We will fit a simple linear model to each building class using the nested modelr
approach.
library(modelr)
f1 <- lm(AssessTotal~SALE.PRICE, data = sale_augmented)
summary(f1)
##
## Call:
## lm(formula = AssessTotal ~ SALE.PRICE, data = sale_augmented)
##
## Residuals:
## Min 1Q Median 3Q Max
## -158958485 -2569836 -2512504 -1870750 2621421738
##
## Coefficients:
## Estimate Std. Error t value Pr(>|t|)
## (Intercept) 2.533e+06 1.431e+04 177.0 <2e-16 ***
## SALE.PRICE 1.335e-01 1.034e-03 129.2 <2e-16 ***
## ---
## Signif. codes: 0 '***' 0.001 '**' 0.01 '*' 0.05 '.' 0.1 ' ' 1
##
## Residual standard error: 10590000 on 550095 degrees of freedom
## (390644 observations deleted due to missingness)

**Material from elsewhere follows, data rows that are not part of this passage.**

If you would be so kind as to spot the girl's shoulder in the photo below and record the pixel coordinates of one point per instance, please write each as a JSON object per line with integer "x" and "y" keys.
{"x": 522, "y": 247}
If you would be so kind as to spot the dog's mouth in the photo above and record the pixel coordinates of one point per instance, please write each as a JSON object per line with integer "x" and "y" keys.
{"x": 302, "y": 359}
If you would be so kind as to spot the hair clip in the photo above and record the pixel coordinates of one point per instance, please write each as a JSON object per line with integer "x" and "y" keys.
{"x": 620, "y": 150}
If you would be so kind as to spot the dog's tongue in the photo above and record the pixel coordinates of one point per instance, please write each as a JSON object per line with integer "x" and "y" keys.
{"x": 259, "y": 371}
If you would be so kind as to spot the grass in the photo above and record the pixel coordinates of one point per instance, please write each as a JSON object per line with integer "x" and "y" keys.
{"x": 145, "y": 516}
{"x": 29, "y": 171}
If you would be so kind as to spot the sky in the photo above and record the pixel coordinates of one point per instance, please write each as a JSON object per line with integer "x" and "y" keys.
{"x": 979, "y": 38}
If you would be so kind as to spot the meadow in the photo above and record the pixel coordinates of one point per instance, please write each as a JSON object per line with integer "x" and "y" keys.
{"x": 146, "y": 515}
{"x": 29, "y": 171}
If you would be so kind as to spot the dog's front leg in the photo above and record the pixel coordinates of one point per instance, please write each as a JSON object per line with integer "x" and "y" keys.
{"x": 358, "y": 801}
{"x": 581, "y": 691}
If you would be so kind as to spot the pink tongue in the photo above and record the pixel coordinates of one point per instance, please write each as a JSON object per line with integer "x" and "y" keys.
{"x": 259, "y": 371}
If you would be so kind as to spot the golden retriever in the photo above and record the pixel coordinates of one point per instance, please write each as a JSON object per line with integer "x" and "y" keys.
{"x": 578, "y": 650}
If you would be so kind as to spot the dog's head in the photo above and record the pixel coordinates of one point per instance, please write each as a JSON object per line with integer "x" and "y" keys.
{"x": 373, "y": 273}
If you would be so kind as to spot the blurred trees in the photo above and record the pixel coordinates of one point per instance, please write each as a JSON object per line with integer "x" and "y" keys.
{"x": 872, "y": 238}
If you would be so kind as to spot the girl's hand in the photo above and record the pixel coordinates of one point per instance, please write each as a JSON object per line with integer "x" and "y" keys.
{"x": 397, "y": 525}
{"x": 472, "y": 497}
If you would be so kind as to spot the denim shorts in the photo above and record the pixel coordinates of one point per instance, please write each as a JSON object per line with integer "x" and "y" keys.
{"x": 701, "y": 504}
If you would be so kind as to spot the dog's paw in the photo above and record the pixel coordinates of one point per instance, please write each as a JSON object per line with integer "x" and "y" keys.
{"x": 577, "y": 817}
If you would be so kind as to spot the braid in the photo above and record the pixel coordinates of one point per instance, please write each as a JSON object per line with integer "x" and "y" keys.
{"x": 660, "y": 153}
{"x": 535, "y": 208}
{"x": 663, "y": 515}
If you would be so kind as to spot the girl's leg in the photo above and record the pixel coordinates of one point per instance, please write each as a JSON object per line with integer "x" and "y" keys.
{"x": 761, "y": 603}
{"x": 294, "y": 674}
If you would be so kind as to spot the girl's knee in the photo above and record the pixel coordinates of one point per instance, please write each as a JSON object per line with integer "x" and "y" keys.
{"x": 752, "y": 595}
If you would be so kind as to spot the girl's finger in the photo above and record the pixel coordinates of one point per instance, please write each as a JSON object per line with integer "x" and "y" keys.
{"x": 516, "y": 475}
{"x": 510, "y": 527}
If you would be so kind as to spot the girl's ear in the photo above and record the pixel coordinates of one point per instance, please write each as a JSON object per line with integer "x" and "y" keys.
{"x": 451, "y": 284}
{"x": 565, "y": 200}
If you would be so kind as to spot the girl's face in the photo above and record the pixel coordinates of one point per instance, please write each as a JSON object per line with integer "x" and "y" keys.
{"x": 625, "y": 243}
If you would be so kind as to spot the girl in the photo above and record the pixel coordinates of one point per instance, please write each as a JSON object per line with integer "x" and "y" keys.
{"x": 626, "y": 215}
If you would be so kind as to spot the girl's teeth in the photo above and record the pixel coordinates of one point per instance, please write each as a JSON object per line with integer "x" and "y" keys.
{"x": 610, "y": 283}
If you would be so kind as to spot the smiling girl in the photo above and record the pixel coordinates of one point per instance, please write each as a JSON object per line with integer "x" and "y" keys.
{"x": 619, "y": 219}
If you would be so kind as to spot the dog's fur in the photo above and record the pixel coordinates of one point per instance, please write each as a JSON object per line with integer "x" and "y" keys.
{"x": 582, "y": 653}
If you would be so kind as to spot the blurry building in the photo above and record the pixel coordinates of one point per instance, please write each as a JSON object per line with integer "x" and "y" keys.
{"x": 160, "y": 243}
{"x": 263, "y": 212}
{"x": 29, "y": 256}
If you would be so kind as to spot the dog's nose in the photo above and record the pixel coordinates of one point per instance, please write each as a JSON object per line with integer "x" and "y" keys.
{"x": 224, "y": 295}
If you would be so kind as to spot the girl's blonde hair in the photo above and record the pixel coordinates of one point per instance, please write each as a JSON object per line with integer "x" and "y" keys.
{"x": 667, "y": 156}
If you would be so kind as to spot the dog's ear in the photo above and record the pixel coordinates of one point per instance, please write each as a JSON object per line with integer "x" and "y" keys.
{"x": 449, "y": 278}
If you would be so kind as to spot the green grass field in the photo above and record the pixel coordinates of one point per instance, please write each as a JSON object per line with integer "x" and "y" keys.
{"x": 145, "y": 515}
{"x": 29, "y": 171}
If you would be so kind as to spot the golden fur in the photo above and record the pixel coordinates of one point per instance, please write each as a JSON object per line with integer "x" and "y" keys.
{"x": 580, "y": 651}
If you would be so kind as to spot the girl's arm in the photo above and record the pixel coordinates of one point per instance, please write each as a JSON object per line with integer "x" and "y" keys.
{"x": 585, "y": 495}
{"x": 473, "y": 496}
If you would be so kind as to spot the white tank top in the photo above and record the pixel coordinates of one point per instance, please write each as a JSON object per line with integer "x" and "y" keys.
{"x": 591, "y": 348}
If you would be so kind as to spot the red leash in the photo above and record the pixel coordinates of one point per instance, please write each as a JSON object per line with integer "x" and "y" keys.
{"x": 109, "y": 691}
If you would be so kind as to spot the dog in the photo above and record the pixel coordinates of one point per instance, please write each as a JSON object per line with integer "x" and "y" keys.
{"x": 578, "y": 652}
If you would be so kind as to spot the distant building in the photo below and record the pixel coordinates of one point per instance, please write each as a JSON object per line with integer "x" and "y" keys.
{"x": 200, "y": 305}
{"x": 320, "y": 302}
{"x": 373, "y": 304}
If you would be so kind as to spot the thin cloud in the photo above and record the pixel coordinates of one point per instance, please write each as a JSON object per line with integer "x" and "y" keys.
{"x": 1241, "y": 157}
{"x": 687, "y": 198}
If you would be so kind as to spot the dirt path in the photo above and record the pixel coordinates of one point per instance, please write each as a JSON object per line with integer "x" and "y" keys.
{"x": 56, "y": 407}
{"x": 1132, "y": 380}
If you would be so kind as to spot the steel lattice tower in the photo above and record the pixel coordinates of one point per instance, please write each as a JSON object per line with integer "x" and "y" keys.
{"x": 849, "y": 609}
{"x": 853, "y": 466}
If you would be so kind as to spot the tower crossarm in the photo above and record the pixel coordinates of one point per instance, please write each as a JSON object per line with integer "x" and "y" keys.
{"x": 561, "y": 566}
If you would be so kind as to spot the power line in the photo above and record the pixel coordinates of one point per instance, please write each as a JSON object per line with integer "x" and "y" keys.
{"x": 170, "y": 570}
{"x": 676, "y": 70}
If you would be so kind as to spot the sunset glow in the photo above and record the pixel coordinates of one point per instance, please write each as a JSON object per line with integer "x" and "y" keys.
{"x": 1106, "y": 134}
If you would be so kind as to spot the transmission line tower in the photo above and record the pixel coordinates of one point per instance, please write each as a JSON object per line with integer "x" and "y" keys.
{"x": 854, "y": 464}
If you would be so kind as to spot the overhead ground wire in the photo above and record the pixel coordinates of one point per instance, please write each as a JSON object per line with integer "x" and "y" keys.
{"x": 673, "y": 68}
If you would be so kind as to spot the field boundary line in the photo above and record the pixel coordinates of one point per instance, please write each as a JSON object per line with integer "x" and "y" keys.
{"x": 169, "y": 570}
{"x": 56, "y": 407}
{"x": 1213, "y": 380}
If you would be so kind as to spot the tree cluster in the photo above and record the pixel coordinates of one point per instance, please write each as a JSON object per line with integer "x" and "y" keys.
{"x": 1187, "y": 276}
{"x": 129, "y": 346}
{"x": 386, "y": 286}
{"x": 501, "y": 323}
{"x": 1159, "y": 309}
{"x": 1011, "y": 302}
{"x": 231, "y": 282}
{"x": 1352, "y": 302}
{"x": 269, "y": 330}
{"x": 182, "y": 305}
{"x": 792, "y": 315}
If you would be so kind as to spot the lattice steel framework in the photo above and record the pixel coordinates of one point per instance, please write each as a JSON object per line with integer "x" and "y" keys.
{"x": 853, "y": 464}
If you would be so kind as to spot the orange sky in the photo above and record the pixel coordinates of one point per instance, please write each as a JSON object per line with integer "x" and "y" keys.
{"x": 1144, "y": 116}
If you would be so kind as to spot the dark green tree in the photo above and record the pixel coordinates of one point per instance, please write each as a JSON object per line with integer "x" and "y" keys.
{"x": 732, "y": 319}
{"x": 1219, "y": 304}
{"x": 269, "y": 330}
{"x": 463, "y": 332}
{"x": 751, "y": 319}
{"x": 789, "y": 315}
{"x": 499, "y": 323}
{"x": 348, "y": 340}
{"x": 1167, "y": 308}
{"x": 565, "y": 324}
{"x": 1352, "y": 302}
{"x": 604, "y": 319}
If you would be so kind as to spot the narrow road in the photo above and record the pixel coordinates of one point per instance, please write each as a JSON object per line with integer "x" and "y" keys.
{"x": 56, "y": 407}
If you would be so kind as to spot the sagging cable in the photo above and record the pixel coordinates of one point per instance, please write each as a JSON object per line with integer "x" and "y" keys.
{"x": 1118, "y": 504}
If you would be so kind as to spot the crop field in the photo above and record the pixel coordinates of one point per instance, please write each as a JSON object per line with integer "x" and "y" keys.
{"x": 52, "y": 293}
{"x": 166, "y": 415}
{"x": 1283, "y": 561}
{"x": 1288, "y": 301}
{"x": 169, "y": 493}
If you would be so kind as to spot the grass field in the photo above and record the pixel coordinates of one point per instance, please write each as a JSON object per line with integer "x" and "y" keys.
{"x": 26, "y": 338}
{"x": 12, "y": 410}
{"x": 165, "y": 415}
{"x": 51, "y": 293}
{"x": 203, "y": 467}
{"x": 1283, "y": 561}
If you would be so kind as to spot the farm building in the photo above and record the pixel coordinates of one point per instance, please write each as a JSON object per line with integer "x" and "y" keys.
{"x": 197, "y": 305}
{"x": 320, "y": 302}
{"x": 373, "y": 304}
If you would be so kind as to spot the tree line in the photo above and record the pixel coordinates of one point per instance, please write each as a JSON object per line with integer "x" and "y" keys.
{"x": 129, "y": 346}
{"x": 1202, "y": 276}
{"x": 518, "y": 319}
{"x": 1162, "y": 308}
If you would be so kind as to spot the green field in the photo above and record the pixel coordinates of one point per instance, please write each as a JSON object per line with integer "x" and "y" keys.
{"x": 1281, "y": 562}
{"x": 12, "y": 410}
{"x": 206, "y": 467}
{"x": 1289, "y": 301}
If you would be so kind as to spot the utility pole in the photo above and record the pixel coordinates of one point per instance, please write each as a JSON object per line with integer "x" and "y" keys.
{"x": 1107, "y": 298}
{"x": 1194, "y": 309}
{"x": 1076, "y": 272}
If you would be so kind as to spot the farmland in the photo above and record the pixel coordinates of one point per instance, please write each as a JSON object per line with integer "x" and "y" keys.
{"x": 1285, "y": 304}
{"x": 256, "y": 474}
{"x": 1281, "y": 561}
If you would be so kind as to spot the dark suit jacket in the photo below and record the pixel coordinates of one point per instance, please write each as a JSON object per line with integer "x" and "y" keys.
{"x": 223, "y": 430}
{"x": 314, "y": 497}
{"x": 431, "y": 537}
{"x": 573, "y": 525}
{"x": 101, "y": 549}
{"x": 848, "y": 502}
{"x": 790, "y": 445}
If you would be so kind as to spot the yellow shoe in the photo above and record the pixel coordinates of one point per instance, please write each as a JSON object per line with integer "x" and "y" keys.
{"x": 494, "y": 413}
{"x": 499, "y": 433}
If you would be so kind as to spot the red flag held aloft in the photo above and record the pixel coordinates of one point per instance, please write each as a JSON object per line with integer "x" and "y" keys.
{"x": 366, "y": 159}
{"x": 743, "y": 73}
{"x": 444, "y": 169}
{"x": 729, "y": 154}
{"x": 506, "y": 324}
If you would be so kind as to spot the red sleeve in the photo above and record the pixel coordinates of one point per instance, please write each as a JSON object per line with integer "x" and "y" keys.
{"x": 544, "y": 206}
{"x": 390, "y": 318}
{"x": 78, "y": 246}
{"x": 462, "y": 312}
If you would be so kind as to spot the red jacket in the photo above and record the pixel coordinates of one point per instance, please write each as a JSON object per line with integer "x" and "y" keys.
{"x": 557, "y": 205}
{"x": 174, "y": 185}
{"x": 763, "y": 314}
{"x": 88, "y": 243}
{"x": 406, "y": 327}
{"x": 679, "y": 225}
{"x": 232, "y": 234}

## Multiple R-squared: 0.02944, Adjusted R-squared: 0.02944
## F-statistic: 1.669e+04 on 1 and 550095 DF, p-value: < 2.2e-16
Clearly the overall model does not fair well with an Adj R Squared sub 0.2, but what about individual classes?
# helpfer functions for modeling with groups:
group_model <- function(df) {
lm(AssessTotal ~ SALE.PRICE, data = df)
}
extract_coef <- function(model) coef(model)["SALE.PRICE"]
First we nest the data frames by category:
by_group<-
sale_augmented %>%
select(ADDRESS,SALE_DATE,Building_Type, SALE.PRICE, AssessTotal) %>%
mutate(SalePriceToAssesstmentRatio = SALE.PRICE/AssessTotal) %>%
filter(!is.na(SalePriceToAssesstmentRatio)) %>%
group_by(Building_Type) %>%
nest()
by_group
## # A tibble: 27 x 2
## Building_Type data
## <chr> <list>
## 1 B <tibble [126,091 x 5]>
## 2 C <tibble [93,813 x 5]>
## 3 D <tibble [114,460 x 5]>
## 4 S <tibble [17,402 x 5]>
## 5 K <tibble [9,499 x 5]>
## 6 L <tibble [819 x 5]>
## 7 V <tibble [14,529 x 5]>
## 8 E <tibble [3,327 x 5]>
## 9 I <tibble [520 x 5]>
## 10 M <tibble [921 x 5]>
## # ... with 17 more rows
Next, using purrr::map
and broom::glance
we can apply various functions over the nested data frames in order to fit models and extract summary statistics:
by_group %>%
mutate(Number_of_Sales = map_dbl(data,nrow)) %>%
mutate(model = map(data, group_model)) %>%
mutate(Sale_Coef = map_dbl(model,extract_coef)) %>%
mutate(glance = map(model, broom::glance)) %>%
unnest(glance) %>%
arrange(-adj.r.squared) %>%
filter(p.value <= (0.05)) %>%
glimpse()
## Observations: 17
## Variables: 16
## $ Building_Type <chr> "L", "O", "N", "H", "F", "E", "B", "S", "G", "...
## $ data <list> [<# A tibble: 819 x 5, ...
## $ Number_of_Sales <dbl> 819, 3503, 132, 8726, 2636, 3327, 126091, 1740...
## $ model <list> [<1.594152e+06, 1.320010e-01, -1372752.29, 52...
## $ Sale_Coef <dbl> 0.13200104, 0.13088686, 0.11407901, 0.11723693...
## $ r.squared <dbl> 0.354059930, 0.332790155, 0.289172620, 0.20407...
## $ adj.r.squared <dbl> 0.353269305, 0.332599578, 0.283704718, 0.20398...
## $ sigma <dbl> 7875291.30, 22896266.51, 2403543.44, 5902366.8...
## $ statistic <dbl> 447.823220, 1746.224730, 52.885471, 2236.84038...
## $ p.value <dbl> 1.360568e-79, 5.494034e-310, 2.954454e-11, 0.0...
## $ df <int> 2, 2, 2, 2, 2, 2, 2, 2, 2, 2, 2, 2, 2, 2, 2, 2, 2
## $ logLik <dbl> -14166.208, -64333.076, -2125.696, -148426.537...
## $ AIC <dbl> 28338.415, 128672.153, 4257.392, 296859.073, 8...
## $ BIC <dbl> 28352.539, 128690.637, 4266.041, 296880.295, 8...
## $ deviance <dbl> 5.067051e+16, 1.835361e+18, 7.510127e+14, 3.03...
## $ df.residual <int> 817, 3501, 130, 8724, 2634, 3325, 126089, 1740...
The top building classes are:
Class | Name |
---|---|
L | Lofts (a type of office) |
O | Office |
N | Asylums |
H | Hotel |
F | Factory/Industrial |
The very highest adjusted R-Squared achieved with a linear model is 0.35 across the “Lofts Office” group, followed closely by general “Office”. The coefficients for these classes are quite low: 0.13
. With more advanced modeling and residual analysis, these models could be improved dramatically, especially for the office classes.